I need to group a dataframe by "Day" and divide the values from column "Count" ("Clicked"/"Delivered")
Day | Status | Channel | Count |
---|---|---|---|
2022-11-08 | Delivered | SMS | 288322 |
2022-11-08 | Clicked | SMS | 1132 |
2022-11-13 | Delivered | SMS | 246203 |
2022-11-13 | Clicked | SMS | 4684 |
2022-11-19 | Delivered | SMS | 154872 |
2022-11-19 | Clicked | SMS | 1222 |
2022-11-20 | Delivered | SMS | 253716 |
2022-11-20 | Clicked | SMS | 2384 |
I used pandas .groupby() to group by "Day", but i don´t know how to specify to divide "Count". Like if I needed to sum values I'd use .sum(), but there isn´t a .divide() unfortunally.
CodePudding user response:
1. Using .unstack()
(when one row of each type exists)
You don't need groupby
for this if you only have 1 clicked and 1 delivered value per date (as your example suggests).
You can use .unstack()
to get the result you need. It doesn't need any sorting of rows as well, only that there are 2 rows per date (one for Clicked, and other for Delivered). Here is how the 2-3 line code below works -
- Set Day and Status as multiindex
- Unstack the Status index to get 2 columns,
Clicked
andDelivered
- Simply divide these 2 columns after that and reset index
s = df.set_index(['Day','Status'])['Count'].unstack() #<-- Unstack status index
s['Ratio'] = s['Clicked']/s['Delivered'] #<-- Divide clicked & delivered
s = s.reset_index() #<-- Reset index
print(s)
Status Day Clicked Delivered Ratio
0 2022-11-08 1132 288322 0.003926
1 2022-11-13 4684 246203 0.019025
2 2022-11-19 1222 154872 0.007890
3 2022-11-20 2384 253716 0.009396
2. Using .groupby()
.unstack()
(when additional rows of each type exist)

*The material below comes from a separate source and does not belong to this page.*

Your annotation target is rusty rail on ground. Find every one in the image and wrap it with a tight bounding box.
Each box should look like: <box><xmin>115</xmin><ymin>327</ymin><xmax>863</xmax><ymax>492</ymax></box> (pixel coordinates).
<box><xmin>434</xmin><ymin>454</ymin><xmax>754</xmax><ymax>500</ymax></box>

Just to be on the safer side, if you do have multiple rows for "clicked" or "delivered" respectively for a given date (for example, 2 clicked rows and 4 delivered rows for the same date), you can sum the quantities to get a single clicked and a single delivered row, using groupby
and then do the same process as above.
- Group by Day and Status columns and take sum of counts
- Unstack the Status index to get 2 columns,
Clicked
andDelivered
- Simply divide these 2 columns after that and reset index
g = df.groupby(['Day','Status'])['Count'].sum().unstack() #<-- Unstack status index
g['Ratio'] = g['Clicked']/g['Delivered'] #<-- Divide clicked & delivered
g = g.reset_index() #<-- Reset index
print(g)
Status Day Clicked Delivered Ratio
0 2022-11-08 1132 288322 0.003926
1 2022-11-13 4684 246203 0.019025
2 2022-11-19 1222 154872 0.007890
3 2022-11-20 2384 253716 0.009396
CodePudding user response:
You may group by two columns at the same time.

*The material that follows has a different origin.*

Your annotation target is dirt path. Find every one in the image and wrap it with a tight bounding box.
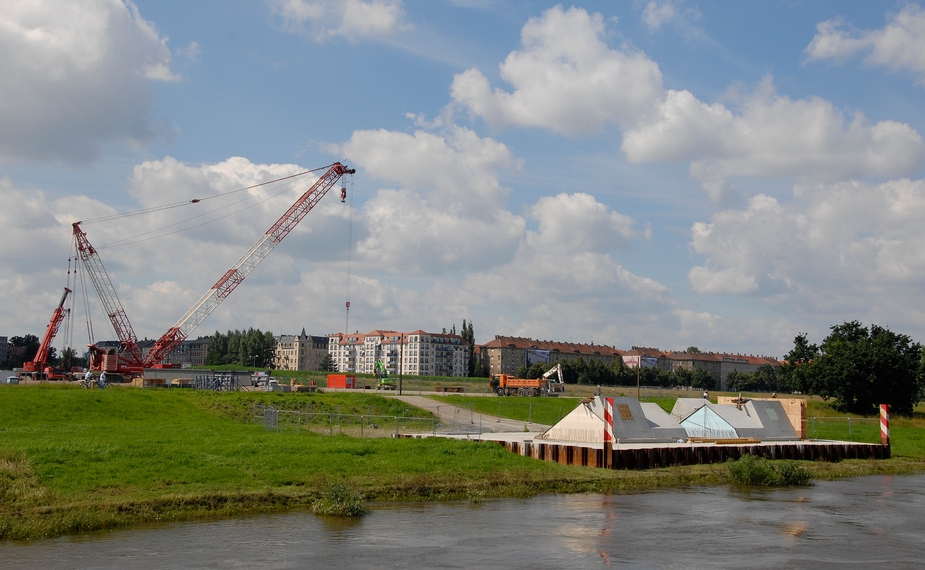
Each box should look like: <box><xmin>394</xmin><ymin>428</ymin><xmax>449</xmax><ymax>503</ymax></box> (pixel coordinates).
<box><xmin>389</xmin><ymin>394</ymin><xmax>549</xmax><ymax>432</ymax></box>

As far as I understand you've already done smth like this:
df.groupby(df.Day)
Right?
You may do:
df.groupby([df.Day, df.Status])
df.groupby([df.Day, df.Status]).indices
:
{('2022-11-08', 'Clicked'): array([1], dtype=int64),
('2022-11-08', 'Delivered'): array([0], dtype=int64),
('2022-11-13', 'Clicked'): array([3], dtype=int64),
('2022-11-13', 'Delivered'): array([2], dtype=int64),
('2022-11-19', 'Clicked'): array([5], dtype=int64),
('2022-11-19', 'Delivered'): array([4], dtype=int64),
('2022-11-20', 'Clicked'): array([7], dtype=int64),
('2022-11-20', 'Delivered'): array([6], dtype=int64)}
CodePudding user response:
Here is one way to do it with GroupBy.agg
:
out = (
df.groupby(["Day", "Channel"],
as_index=False, sort=False)
["Count"].agg(["first", "last"])
.assign(result= lambda x: x.pop("last").div(x.pop("first")))

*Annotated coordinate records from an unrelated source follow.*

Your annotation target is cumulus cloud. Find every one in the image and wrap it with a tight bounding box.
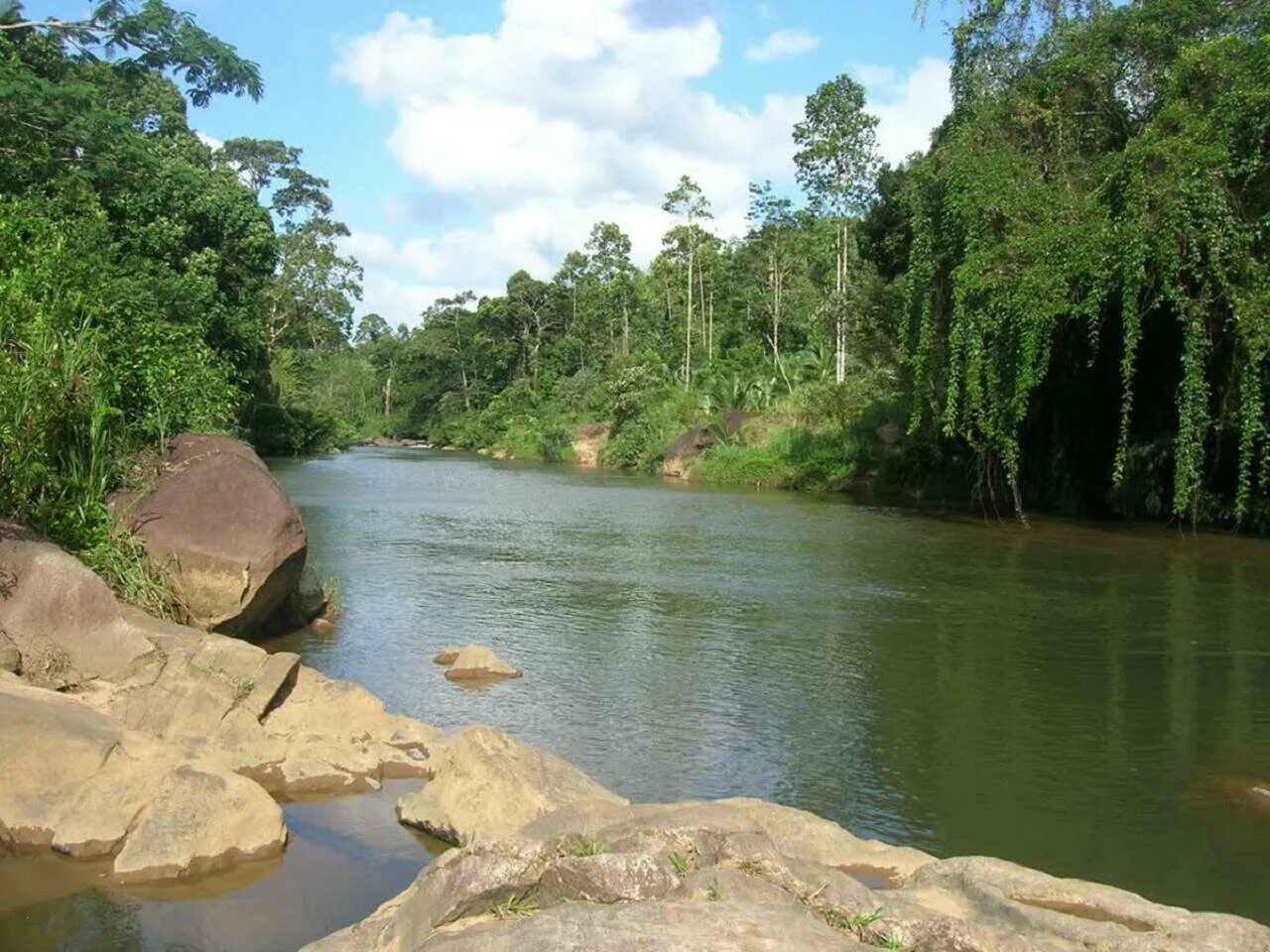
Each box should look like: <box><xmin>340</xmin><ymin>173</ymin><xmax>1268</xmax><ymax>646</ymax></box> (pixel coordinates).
<box><xmin>335</xmin><ymin>0</ymin><xmax>803</xmax><ymax>324</ymax></box>
<box><xmin>334</xmin><ymin>0</ymin><xmax>947</xmax><ymax>323</ymax></box>
<box><xmin>745</xmin><ymin>29</ymin><xmax>821</xmax><ymax>62</ymax></box>
<box><xmin>851</xmin><ymin>58</ymin><xmax>952</xmax><ymax>165</ymax></box>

# .assign(result= lambda x: x["last"].div(x["first"])) #if you need to preserve clicked/delivered values
.reset_index()
)
# Output :
print(out)
Day Channel result
0 2022-11-08 SMS 0.003926
1 2022-11-13 SMS 0.019025
2 2022-11-19 SMS 0.007890
3 2022-11-20 SMS 0.009396
NB : You need to make sure that the rows are sorted with Delivered/Clicked.